The Indians of North America, as I have before said, are copper-coloured, with long black hair, black eyes, tall, straight, and elastic forms—are less than two millions in number—were originally the undisputed owners of the soil, and got their title to their lands from the Great Spirit who created them on it,—were once a happy and flourishing people, enjoying all the comforts and luxuries of life which they knew of, and consequently cared for:—were sixteen millions in numbers, and sent that number of daily prayers to the Almighty, and thanks for his goodness and protection. Their country was entered by white men, but a few hundred years since; and thirty millions of these are now scuffling for the goods and luxuries of life, over the bones and ashes of twelve millions of red men; six millions of whom have fallen victims to the small-pox, and the remainder to the sword, the bayonet, and whiskey; all of which means of their death and destruction have been introduced and visited upon them by acquisitive white men; and by white men, also, whose forefathers were welcomed and embraced in the land where the poor Indian met and fed them with “ears of green corn and with pemican.” Of the two millions remaining alive at this time, about 1,400,000, are already the miserable living victims and dupes of white man’s cupidity, degraded, discouraged and lost in the bewildering maze that is produced by the use of whiskey and its concomitant vices; and the remaining number are yet unroused and unenticed from their wild haunts or their primitive modes, by the dread or love of white man and his allurements.

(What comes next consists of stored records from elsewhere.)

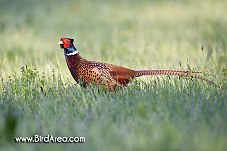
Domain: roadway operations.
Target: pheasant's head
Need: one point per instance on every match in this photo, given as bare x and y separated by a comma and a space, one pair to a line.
67, 45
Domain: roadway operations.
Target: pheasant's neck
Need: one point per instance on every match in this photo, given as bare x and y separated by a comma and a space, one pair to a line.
70, 51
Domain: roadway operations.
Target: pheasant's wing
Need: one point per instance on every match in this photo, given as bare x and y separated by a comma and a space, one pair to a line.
99, 73
121, 74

It has been with these, mostly, that I have spent my time, and of these, chiefly, and their customs, that the following Letters treat. Their habits (and their’s alone) as we can see them transacted, are native, and such as I have wished to fix and preserve for future ages.

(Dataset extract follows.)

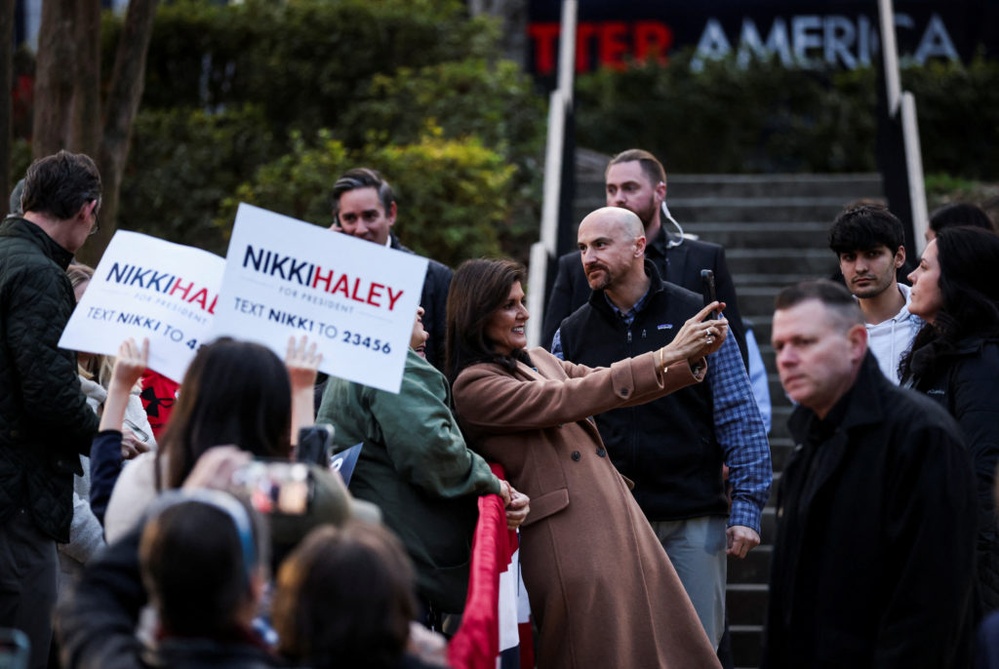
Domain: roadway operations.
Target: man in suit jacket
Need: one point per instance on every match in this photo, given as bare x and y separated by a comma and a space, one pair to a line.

Of the dead, and of those who are dying, of those who have suffered death, and of those who are now trodden and kicked through it, I may speak more fully in some deductions at the close of this book; or at some future time, when I may find more leisure, and may be able to speak of these scenes without giving offence to the world, or to any body in it.
Such a portrait then as I have set forth in the following pages (taken by myself from the free and vivid realities of life, instead of the vague and uncertain imagery of recollection, or from the haggard deformities and distortions of disease and death), I offer to the world for their amusement, as well as for their information; and I trust they will pardon me, if it should be thought that I have over-estimated the Indian character, or at other times descended too much into the details and minutiæ of Indian mysteries and absurdities.